Case-Based Review

Small Cell Lung Cancer


 

References

ROLE OF RADIOTHERAPY

A subset of patients with extensive-stage SCLC may benefit from consolidative thoracic radiotherapy after completion of platinum-based chemotherapy. A randomized trial that enrolled patients who achieved complete or near complete response after 3 cycles of cisplatin plus etoposide compared thoracic radiotherapy in combination with continued chemotherapy versus chemotherapy alone.85 The median OS was longer with the addition of thoracic radiotherapy compared to chemotherapy alone. Another phase 3 trial did not show improvement in 1-year OS with consolidative thoracic radiotherapy, but 2-year OS and 6-month PFS were longer.86 In general, consolidative thoracic radiotherapy benefits patients who have residual thoracic disease and low-bulk extrathoracic disease that has responded to systemic therapy.87 In addition, patients who initially presented with bulky symptomatic thoracic disease should also be considered for consolidative radiation.

Similar to other solid tumors, radiotherapy should be utilized for palliative purposes in patients with painful bone metastasis, spinal cord compression, or brain metastasis. Surgery is generally not recommended for spinal cord compression given the short life expectancy of patients with extensive-stage disease. Whole brain radiotherapy is preferred over stereotactic radiosurgery because micrometastasis is frequently present even in the setting of 1 or 2 radiographically evident brain metastasis.

NOVEL THERAPIES

The very complex genetic landscape of SCLC accounts for its resistance to conventional therapy and high recurrence rate; however, at the same time this complexity can form the basis for effective targeted therapy for the disease.

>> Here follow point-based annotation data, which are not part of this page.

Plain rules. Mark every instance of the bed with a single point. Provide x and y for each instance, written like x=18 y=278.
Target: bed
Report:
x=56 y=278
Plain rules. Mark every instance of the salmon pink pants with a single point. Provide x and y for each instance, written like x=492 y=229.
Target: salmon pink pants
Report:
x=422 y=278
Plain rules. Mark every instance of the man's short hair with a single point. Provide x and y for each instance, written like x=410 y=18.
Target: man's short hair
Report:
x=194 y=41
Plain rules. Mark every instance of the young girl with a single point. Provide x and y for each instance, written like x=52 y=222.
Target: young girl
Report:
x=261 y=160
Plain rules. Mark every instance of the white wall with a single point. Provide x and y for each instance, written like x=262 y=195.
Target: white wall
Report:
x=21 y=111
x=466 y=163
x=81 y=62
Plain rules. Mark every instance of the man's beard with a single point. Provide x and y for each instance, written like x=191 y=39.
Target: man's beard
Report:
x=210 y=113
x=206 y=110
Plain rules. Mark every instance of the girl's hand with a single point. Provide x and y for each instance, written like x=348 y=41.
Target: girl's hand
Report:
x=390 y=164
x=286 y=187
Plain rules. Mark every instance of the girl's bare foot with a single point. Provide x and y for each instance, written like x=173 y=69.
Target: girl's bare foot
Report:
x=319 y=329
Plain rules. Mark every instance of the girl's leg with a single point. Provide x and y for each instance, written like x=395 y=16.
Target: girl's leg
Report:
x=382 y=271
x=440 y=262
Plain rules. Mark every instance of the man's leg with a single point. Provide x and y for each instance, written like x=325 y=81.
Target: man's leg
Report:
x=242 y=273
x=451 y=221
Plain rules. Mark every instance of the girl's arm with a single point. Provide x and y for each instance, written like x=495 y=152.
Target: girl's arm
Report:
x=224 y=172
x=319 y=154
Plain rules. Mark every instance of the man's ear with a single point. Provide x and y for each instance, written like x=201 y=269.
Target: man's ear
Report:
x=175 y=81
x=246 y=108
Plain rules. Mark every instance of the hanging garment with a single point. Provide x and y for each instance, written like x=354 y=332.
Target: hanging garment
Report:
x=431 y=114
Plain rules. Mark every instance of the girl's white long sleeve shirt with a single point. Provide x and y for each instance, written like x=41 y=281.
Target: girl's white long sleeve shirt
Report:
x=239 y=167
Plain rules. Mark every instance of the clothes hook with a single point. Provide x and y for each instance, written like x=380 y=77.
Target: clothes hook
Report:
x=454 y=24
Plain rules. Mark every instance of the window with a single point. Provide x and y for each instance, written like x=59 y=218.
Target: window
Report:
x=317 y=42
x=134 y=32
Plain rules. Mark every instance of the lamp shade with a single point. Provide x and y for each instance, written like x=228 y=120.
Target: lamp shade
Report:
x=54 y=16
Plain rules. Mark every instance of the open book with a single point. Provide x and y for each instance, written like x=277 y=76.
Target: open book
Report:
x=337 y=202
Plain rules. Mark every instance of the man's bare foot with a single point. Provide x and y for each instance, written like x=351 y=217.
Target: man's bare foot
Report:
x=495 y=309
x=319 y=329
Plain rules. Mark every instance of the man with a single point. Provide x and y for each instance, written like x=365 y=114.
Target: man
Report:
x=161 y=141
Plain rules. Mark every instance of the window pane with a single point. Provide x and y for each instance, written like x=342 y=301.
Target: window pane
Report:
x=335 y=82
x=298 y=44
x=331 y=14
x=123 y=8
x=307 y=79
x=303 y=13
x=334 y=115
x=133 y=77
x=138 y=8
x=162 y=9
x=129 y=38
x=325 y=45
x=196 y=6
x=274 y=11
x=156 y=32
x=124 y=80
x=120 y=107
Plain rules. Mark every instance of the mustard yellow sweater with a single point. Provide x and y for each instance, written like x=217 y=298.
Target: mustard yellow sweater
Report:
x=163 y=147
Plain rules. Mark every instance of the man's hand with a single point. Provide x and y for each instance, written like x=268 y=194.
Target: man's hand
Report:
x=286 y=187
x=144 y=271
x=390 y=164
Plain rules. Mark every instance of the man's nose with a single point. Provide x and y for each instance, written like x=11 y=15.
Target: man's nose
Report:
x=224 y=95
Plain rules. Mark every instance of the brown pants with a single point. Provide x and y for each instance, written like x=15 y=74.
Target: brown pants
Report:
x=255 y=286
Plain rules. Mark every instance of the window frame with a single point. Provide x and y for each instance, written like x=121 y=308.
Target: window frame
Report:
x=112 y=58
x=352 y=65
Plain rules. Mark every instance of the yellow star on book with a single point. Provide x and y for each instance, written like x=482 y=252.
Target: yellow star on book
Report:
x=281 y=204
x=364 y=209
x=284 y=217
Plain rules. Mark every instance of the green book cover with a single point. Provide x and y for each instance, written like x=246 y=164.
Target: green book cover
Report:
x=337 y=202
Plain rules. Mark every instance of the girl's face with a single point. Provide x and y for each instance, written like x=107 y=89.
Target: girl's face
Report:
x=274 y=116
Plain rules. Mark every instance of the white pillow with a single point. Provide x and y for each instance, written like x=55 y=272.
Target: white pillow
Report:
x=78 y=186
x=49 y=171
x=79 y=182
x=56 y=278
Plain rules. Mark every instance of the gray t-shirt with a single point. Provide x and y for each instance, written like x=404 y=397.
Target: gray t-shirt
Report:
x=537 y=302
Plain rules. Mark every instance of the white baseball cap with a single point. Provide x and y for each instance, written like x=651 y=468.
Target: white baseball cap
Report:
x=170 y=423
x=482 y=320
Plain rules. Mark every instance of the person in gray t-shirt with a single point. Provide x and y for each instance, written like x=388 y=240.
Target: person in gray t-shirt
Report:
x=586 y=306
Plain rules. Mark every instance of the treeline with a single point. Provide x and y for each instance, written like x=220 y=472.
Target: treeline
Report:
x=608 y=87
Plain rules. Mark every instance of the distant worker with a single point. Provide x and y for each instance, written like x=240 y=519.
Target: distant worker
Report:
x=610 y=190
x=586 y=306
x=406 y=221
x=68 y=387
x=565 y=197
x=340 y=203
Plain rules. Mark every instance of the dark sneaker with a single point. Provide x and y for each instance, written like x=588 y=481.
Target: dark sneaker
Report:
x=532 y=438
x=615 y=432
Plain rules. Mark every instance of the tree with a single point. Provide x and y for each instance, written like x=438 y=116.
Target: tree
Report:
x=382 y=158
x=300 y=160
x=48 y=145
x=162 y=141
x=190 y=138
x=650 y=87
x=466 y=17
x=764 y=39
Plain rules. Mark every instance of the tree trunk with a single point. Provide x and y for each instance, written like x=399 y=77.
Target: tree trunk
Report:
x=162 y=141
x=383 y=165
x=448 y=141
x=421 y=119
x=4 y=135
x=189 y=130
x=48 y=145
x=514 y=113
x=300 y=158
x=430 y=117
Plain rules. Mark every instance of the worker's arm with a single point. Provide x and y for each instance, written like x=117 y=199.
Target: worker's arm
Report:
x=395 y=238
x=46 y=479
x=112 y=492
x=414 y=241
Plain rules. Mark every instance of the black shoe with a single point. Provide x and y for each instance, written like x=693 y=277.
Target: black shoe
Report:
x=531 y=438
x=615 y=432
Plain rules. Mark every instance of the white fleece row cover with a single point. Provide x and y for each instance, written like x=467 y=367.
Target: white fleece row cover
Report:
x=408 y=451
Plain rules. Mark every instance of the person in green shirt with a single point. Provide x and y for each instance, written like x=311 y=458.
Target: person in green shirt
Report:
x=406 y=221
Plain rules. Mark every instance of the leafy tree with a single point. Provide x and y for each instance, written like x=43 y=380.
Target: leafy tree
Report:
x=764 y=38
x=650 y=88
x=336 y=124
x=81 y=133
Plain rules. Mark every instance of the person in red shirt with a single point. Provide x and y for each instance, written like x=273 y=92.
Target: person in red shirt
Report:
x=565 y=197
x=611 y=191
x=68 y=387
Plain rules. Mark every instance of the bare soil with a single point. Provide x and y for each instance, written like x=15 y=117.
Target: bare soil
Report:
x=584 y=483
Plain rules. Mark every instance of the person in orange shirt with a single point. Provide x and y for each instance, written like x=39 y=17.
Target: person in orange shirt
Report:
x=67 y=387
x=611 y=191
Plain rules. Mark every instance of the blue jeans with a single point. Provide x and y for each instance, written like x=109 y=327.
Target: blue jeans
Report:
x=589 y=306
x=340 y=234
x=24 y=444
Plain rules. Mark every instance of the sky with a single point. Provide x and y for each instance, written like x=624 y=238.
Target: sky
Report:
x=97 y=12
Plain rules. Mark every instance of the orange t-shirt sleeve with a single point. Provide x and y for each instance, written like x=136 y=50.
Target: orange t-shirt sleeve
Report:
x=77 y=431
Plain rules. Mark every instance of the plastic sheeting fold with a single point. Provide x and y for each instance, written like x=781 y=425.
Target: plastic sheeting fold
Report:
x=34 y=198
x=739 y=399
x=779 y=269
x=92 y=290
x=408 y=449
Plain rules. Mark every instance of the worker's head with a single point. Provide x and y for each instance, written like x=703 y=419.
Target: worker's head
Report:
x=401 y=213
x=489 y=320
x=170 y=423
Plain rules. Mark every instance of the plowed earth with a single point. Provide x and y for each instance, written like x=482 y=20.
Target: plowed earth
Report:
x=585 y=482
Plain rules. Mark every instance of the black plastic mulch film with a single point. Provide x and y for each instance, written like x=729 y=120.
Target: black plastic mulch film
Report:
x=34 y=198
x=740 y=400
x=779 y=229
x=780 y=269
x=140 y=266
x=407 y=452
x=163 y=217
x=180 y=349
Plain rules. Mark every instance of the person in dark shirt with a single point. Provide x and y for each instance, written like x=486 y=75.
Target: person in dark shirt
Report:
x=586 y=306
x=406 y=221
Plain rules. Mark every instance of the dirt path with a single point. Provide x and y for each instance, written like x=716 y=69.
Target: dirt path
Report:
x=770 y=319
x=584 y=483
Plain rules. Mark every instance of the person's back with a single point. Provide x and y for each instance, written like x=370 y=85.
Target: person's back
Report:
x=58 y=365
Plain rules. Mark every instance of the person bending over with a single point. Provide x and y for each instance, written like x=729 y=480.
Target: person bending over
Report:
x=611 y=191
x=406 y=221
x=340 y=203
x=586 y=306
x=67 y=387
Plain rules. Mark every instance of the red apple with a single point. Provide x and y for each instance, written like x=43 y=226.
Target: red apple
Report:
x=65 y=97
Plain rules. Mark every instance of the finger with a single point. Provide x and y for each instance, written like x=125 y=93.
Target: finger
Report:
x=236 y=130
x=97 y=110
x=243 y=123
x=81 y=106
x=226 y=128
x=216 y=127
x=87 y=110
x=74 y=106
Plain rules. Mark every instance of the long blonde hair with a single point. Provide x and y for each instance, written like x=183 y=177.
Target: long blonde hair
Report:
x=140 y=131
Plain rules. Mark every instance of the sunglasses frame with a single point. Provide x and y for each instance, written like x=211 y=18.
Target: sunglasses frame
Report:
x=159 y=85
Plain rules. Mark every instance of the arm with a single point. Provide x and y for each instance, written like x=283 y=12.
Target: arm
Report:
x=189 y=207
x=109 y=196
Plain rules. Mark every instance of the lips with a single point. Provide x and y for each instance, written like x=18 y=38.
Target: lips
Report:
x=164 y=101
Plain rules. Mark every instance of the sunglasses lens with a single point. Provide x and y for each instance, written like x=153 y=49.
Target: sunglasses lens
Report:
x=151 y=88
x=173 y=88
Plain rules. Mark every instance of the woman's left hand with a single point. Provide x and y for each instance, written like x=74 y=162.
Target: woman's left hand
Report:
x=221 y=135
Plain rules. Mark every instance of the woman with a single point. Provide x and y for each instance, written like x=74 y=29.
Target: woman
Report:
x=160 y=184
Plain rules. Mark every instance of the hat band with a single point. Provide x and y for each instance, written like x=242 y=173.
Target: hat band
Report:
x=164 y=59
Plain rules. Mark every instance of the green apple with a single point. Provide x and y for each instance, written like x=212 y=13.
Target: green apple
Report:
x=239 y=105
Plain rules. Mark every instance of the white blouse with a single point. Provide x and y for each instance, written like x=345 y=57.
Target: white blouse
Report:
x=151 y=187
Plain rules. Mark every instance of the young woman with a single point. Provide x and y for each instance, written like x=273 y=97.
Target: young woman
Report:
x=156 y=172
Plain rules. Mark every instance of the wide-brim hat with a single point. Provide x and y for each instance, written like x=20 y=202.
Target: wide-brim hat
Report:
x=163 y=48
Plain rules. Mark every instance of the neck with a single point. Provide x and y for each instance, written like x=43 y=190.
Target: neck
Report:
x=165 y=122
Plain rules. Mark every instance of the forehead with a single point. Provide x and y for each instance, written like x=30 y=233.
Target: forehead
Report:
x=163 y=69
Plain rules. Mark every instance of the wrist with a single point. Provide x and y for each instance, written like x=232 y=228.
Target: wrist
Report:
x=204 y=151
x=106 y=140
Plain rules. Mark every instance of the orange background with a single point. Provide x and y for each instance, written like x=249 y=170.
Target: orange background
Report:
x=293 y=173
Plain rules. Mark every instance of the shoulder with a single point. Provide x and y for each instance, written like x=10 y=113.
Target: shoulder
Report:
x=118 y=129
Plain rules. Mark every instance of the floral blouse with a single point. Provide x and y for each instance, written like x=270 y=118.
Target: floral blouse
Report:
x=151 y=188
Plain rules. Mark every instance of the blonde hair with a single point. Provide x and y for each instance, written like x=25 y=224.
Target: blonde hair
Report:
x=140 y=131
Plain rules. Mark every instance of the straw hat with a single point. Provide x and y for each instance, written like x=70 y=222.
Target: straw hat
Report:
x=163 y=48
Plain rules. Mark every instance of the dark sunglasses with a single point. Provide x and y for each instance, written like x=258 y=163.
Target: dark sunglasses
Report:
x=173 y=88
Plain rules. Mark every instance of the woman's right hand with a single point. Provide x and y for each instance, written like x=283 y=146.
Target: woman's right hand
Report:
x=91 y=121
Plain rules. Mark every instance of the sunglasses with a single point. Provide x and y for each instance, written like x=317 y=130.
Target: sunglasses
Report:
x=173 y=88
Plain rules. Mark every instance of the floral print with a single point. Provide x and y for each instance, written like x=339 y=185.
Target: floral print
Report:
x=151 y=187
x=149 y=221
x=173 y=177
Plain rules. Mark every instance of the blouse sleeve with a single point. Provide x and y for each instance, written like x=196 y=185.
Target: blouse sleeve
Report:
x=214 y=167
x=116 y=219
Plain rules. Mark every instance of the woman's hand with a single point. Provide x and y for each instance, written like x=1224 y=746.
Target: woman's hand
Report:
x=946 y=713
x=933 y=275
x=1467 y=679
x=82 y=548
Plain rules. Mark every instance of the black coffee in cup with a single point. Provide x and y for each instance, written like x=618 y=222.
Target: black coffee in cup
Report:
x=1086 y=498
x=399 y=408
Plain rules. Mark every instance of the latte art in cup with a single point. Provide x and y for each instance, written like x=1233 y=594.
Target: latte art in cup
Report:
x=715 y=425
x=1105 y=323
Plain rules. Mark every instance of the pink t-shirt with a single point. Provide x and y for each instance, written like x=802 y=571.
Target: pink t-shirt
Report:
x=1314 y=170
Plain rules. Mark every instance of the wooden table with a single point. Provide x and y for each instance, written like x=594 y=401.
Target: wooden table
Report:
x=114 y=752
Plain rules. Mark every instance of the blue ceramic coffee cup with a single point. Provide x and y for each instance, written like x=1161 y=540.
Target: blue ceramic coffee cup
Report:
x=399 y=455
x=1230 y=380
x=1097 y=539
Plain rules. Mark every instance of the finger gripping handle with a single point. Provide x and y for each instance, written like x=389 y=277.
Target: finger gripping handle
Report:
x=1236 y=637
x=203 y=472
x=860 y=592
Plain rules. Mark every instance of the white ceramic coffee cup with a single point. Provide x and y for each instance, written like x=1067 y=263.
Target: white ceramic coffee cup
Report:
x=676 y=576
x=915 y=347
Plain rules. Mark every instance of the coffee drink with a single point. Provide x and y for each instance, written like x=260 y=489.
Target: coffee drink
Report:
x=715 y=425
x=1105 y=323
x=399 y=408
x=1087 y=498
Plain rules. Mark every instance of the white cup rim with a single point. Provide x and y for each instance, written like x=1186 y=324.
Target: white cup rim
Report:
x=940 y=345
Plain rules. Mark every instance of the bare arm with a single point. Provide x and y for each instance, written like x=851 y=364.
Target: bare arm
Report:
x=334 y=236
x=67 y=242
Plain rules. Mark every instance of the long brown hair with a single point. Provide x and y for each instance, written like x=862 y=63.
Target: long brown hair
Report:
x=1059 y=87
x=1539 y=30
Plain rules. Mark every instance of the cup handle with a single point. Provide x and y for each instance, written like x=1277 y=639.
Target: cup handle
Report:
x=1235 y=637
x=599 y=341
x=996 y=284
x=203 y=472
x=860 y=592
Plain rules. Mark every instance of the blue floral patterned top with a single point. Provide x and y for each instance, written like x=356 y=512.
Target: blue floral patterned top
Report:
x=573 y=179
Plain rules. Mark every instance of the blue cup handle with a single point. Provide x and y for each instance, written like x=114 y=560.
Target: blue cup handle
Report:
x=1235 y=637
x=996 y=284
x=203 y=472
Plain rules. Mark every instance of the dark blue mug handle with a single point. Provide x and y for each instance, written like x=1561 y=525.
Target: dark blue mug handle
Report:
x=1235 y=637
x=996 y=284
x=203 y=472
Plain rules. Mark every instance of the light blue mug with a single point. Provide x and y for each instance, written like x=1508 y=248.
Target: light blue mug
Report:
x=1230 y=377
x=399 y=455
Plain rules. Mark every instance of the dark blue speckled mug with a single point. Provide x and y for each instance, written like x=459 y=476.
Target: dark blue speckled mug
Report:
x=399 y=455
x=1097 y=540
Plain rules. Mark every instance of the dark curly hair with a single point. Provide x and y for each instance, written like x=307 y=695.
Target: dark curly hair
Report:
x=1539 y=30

One of the major factors hindering the development of targeted therapies in SCLC is limited availability of tissue due to small tissue samples and the frequent presence of significant necrosis in the samples. In recent years, several different therapeutic strategies and targeted agents have been investigated for their potential role in SCLC. Several of them, including EGFR tyrosine kinase inhibitors (TKIs), BCR-ABL TKIs, mTOR inhibitors, and VEGF inhibitors, have not been shown to provide a survival advantage in this disease. Several others, including PARP inhibitors, cellular developmental pathway inhibitors, and antibody-drug conjugates, are being tested. A phase 1 study of veliparib combined with cisplatin and etoposide in patients with previously untreated extensive-stage SCLC demonstrated a complete response in 14.3%, a partial response in 57.1%, and stable disease in 28.6% of patients with an acceptable safety profile.88 So far, none of these agents are approved for use in SCLC, and the majority are in early- phase clinical trials.89

One of the emerging targets in the treatment of SCLC is delta-like protein 3 (DLL3). DLL3 is expressed on more than 80% of SCLC tumor cells and cancer stem cells. Rovalpituzumab tesirine is an antibody-drug conjugate consisting of humanized anti-DLL3 monoclonal antibody linked to SC-DR002, a DNA-crosslinking agent. A phase 1 trial of rovalpituzumab in patients with relapsed SCLC after 1 or 2 prior lines of therapy reported a response rate of 31% in patients with DLL3 expression of ≥ 50%. The median duration of response and median PFS were both 4.6 months.90 Rovalpituzumab is currently in later phases of clinical trials and has a potential to serve as an option for patients with extensive-stage disease after disease progression on platinum-based therapy.

SUMMARY

Four to 6 cycles of carboplatin and etoposide remain the standard of care first-line treatment for patients with extensive stage SCLC. The only FDA-approved second-line treatment option is topotecan. Re-treatment with the original platinum doublet is a reasonable option for patients who have disease progression 6 months or longer after completion of platinum-based therapy. The immune checkpoint inhibitors pembrolizumab and combination nivolumab and ipilimumab have shown promising results in the second-line setting and beyond. The role of PCI has become more controversial in recent years, and periodic brain MRI in lieu of PCI is now an acceptable approach.